È difficile immaginare due figure più diverse di Ungaretti e Sorrentino, accomunati unicamente da un anniversario: mezzo secolo fa, il primo se ne andava all’età di ottantadue anni e il secondo veniva al mondo. Sono accomunati, dirà qualcuno, anche dal fatto di essere poeti: con la penna il primo, dipingendo la realtà con pochi versi scarni ed efficacissimi, con la cinepresa il secondo, proponendosi come il degno erede di Fellini, per via di uno stile di denuncia in grado di coinvolgere lo spettatore e indurlo a riflettere sulle storture del nostro tempo.
Di Ungaretti rimangono immortali le poesie scritte durante l’esperienza della trincea: composizioni strazianti, descrizioni intime e profonde della Prima guerra mondiale e dei suoi aspetti più autentici, per nulla eroici, per nulla gloriosi, caratterizzati da sentimenti di dolore e disperazione che ci pongono di fronte all’essenza della barbarie. Rimangono le sue descrizioni autobiografiche, ad esempio il riferimento ai quattro fiumi della sua vita, e il suo essere uno dei massimi protagonisti dell’ermetismo. Un intellettuale che non si è mai tirato indietro, nemmeno nel dichiarare le proprie idee politiche, compresa ahinoi l’adesione al fascismo, contribuendo come pochi alla crescita culturale del nostro Paese.
Sorrentino appartiene, invece, a questo tempo avaro di emozioni, ma anziché fermarsi a piangere ha deciso di gridare, a modo suo, da “La grande bellezza” a “Loro”, in un crescendo di descrizioni che non esiterei a definire apocalittiche. Guai, infatti, a pensare che sia un regista leggero: non lo è. Ciò che si vede nei suoi film è tutta la pochezza, la fatuità e la decadenza di una società segnata dall’assenza. E che dire del suo gioiello dedicato alla crisi della Chiesa, “The Young pope”, con la descrizione di un papa giovane e conservatore, l’esatto opposto di Francesco, il quale fonda il proprio potere sulla mancanza, sul nascondersi, in un clima asfissiante di sospetti e trame oscure che si avvicina molto al retroscena di un contesto devastato da troppi appetiti di potere?
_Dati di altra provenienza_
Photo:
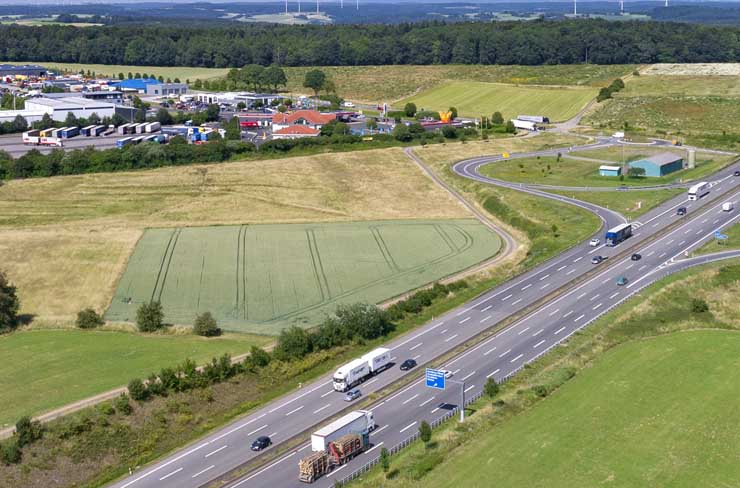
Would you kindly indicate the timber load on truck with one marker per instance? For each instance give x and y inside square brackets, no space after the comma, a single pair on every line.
[338,453]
Ungaretti, al pari di Sorrentino, è un personaggio destinato a restare. Sono due cantori, ribadiamo diversissimi, di epoche differenti ma caratterizzate, entrambe, dal tormento.
Ungaretti è vissuto, prevalentemente, nell’inferno che è stato la prima metà del Novecento. Sorrentino vive in quest’epoca incerta, in cui le guerre ci sono eccome, anche se non vengono dichiarate, le racconta come nessun altro sa fare e, con il finto distacco che lo contraddistingue, ne denuncia le aberrazioni.
Nella poesia di Ungaretti e nel cinema di Sorrentino c’è una parte di noi, lo specchio di ciò che siamo realmente e un confronto con la cruda verità che è compito dell’intellettuale fare emergere, in contrasto al conformismo dominante e alle verità ufficiali di un potere sempre più fragile.
Mezzo secolo d’arte e bellezza: teniamocele strette perché ne abbiamo, più che mai, bisogno.